Gli esperti sono tutti d’accordo, bisogna “dare peso al peso”, poiché i chili di troppo impattano in modo considerevole sulla salute del cuore. Se ne è parlato all’85° convegno della Società Italiana di Cardiologia (SIC), terminato a Roma 15 dicembre. I cardiologi, a proposito dei chili di troppo, hanno parlato di “cardiobesità”, per intendere proprio il fatto che perdere peso significa proteggere il cuore ed è dunque la parola d’ordine su cui puntare.

Del resto, i numeri parlano chiaro: per ogni 2 anni in più vissuti con peso extra, c’è un rischio di ammalarsi più alto del 7% rispetto alla normalità.

Se l’eccesso di peso è responsabile delle principali malattie cardiovascolari, la bilancia però conta meno della misura del grasso viscerale che può essere calcolato in modo semplice con l’indice di rotondità (BRI – Body Roundness Index). Si tratta di un parametro che misura il girovita in rapporto all’altezza, in grado di prevedere il rischio cardiovascolare che è più alto del 22% in chi ha un valore BRI moderato, che sale al 55% in chi ha un valore di BRI elevato. A dimostrarlo uno studio pubblicato di recente sul Journal of American Heart Association e condotto dal Centre for Diseases, Control and Prevention dell’Università di Nanchino.

Gli specialisti hanno evidenziato poi come non solo infarto e ictus, ma anche scompenso cardiaco e fibrillazione atriale dipendono direttamente dai chili di troppo che affliggono 4 italiani su 10 obesi o in sovrappeso, spesso per molti anni.

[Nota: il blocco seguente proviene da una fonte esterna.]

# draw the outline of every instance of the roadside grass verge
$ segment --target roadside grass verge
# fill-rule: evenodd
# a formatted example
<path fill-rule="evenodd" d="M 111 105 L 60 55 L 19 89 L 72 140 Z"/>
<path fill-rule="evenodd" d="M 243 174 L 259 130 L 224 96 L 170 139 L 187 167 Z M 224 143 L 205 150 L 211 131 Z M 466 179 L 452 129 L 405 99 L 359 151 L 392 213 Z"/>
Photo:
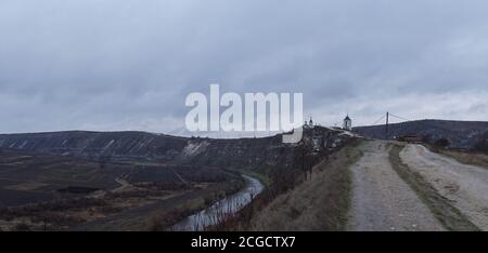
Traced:
<path fill-rule="evenodd" d="M 439 195 L 420 173 L 411 170 L 401 161 L 400 151 L 403 147 L 404 145 L 401 144 L 391 144 L 389 162 L 393 169 L 415 191 L 442 226 L 451 231 L 479 230 L 460 210 L 450 203 L 449 199 Z"/>
<path fill-rule="evenodd" d="M 351 199 L 349 167 L 362 156 L 355 141 L 323 158 L 311 178 L 278 196 L 249 221 L 248 230 L 345 230 Z"/>
<path fill-rule="evenodd" d="M 439 155 L 444 155 L 446 157 L 453 158 L 460 163 L 468 164 L 468 165 L 475 165 L 480 167 L 488 170 L 488 156 L 484 154 L 476 154 L 476 152 L 463 152 L 463 151 L 457 151 L 457 150 L 446 150 L 446 149 L 438 149 L 438 148 L 432 148 L 428 147 L 432 151 L 437 152 Z"/>

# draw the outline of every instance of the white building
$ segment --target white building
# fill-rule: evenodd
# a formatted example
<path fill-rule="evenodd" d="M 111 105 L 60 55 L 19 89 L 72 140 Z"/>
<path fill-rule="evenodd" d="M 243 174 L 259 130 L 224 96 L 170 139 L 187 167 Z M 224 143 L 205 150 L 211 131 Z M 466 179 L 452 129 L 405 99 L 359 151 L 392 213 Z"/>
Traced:
<path fill-rule="evenodd" d="M 346 131 L 352 131 L 352 120 L 349 118 L 349 115 L 344 119 L 343 129 Z"/>

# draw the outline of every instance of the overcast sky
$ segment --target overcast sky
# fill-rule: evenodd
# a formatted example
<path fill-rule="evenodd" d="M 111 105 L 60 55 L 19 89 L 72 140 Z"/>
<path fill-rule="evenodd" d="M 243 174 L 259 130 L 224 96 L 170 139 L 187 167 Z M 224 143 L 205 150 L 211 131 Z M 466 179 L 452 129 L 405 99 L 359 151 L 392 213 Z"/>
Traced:
<path fill-rule="evenodd" d="M 1 0 L 0 132 L 183 126 L 184 98 L 303 92 L 333 125 L 488 120 L 488 1 Z"/>

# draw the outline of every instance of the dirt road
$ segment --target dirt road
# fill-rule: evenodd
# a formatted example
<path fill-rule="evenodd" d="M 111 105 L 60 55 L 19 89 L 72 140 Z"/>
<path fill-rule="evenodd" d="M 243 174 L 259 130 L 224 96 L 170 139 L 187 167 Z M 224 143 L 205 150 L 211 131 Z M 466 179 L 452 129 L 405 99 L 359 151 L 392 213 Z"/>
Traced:
<path fill-rule="evenodd" d="M 488 230 L 488 170 L 459 163 L 421 145 L 407 145 L 400 157 L 473 224 Z"/>
<path fill-rule="evenodd" d="M 428 208 L 391 168 L 386 142 L 364 142 L 350 168 L 352 200 L 348 230 L 444 230 Z"/>

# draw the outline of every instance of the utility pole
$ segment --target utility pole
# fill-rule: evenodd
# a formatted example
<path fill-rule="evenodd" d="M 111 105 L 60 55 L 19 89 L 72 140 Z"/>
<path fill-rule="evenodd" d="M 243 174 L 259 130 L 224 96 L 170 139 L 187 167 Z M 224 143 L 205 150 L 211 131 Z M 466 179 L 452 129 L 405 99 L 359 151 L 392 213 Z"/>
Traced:
<path fill-rule="evenodd" d="M 386 139 L 388 139 L 388 121 L 389 121 L 389 111 L 386 111 Z"/>

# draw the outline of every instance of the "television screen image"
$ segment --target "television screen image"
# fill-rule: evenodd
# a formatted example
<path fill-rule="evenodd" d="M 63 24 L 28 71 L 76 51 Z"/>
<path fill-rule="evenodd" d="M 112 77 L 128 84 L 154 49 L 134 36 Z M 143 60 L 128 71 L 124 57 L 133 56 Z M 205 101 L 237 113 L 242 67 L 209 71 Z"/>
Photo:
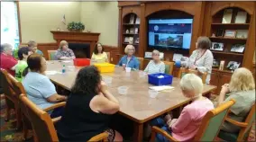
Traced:
<path fill-rule="evenodd" d="M 193 19 L 150 19 L 149 47 L 189 49 Z"/>

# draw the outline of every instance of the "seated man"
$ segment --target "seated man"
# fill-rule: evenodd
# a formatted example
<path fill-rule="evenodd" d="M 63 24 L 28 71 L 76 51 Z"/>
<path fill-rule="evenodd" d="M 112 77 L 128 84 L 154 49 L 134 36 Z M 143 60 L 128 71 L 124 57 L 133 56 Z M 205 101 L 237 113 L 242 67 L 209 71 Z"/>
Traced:
<path fill-rule="evenodd" d="M 1 45 L 1 56 L 0 56 L 0 67 L 5 69 L 12 75 L 15 75 L 15 66 L 17 60 L 13 57 L 13 47 L 11 44 L 4 43 Z"/>

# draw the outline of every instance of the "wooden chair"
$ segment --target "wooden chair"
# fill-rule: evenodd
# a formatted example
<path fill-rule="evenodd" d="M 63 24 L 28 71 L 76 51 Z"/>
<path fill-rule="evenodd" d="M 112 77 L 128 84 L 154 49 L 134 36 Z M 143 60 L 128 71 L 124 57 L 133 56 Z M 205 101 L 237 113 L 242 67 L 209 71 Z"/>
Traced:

Questo comporta una probabilità maggiore di sviluppare complicanze cardiovascolari per ogni anno vissuto con un eccesso ponderale. I soggetti obesi presentano un rischio di fibrillazione atriale di quasi il 50% più alto rispetto agli individui normopeso, del 64% di andare incontro a infarto e ictus e del 30% di sviluppare scompenso cardiaco.

Detto questo, il quadro complessivo è talmente allarmante che ha spinto la Società Europea di Cardiologia a collocare l’Italia, nel recente documento di consenso sulla prevenzione cardiovascolare, tra i Paesi a rischio intermedio, anziché basso, come Francia e Spagna, proprio per i tassi di prevalenza di sovrappeso e obesità più elevati della media europea, con il 33% degli italiani in sovrappeso. Per affrontare il fenomeno, la Federazione Italiana di Cardiologia, in collaborazione con la Società Italiana di Cardiologia (SIC) e l’Associazione Nazionale Medici Cardiologi Ospedalieri (ANMCO) ha presentato il mese scorso un Piano Strategico Nazionale per la Salute del Cuore, il primo mai realizzato in Italia, nell’ambito di un’azione di prevenzione della salute cardiovascolare in corso nell’Unione Europea. Tra le priorità del documento proprio il contrasto all’obesità, attraverso la promozione dell’esercizio fisico nelle aree pubbliche delle città e dell’educazione alimentare dalle scuole ai luoghi di lavoro.

Ricordando che basta un calo di peso di 1 kg su 10 per ridurre del 21% il rischio cardiovascolare.

 Da ricordare inoltre che l’obesità fino a qualche tempo fa era considerata una condizione sulla quale, oltre che con la strategia dietetica e l’esercizio fisico, non si poteva fare molto. Attualmente può considerarsi “trattabile”, grazie a nuove classi di farmaci che si sono rivelati, o si potrebbero rivelare, molto efficaci non solo sulla perdita di peso, ma anche sulla riduzione dell’incidenza di infarto ictus e dei fattori di rischio cardiovascolari.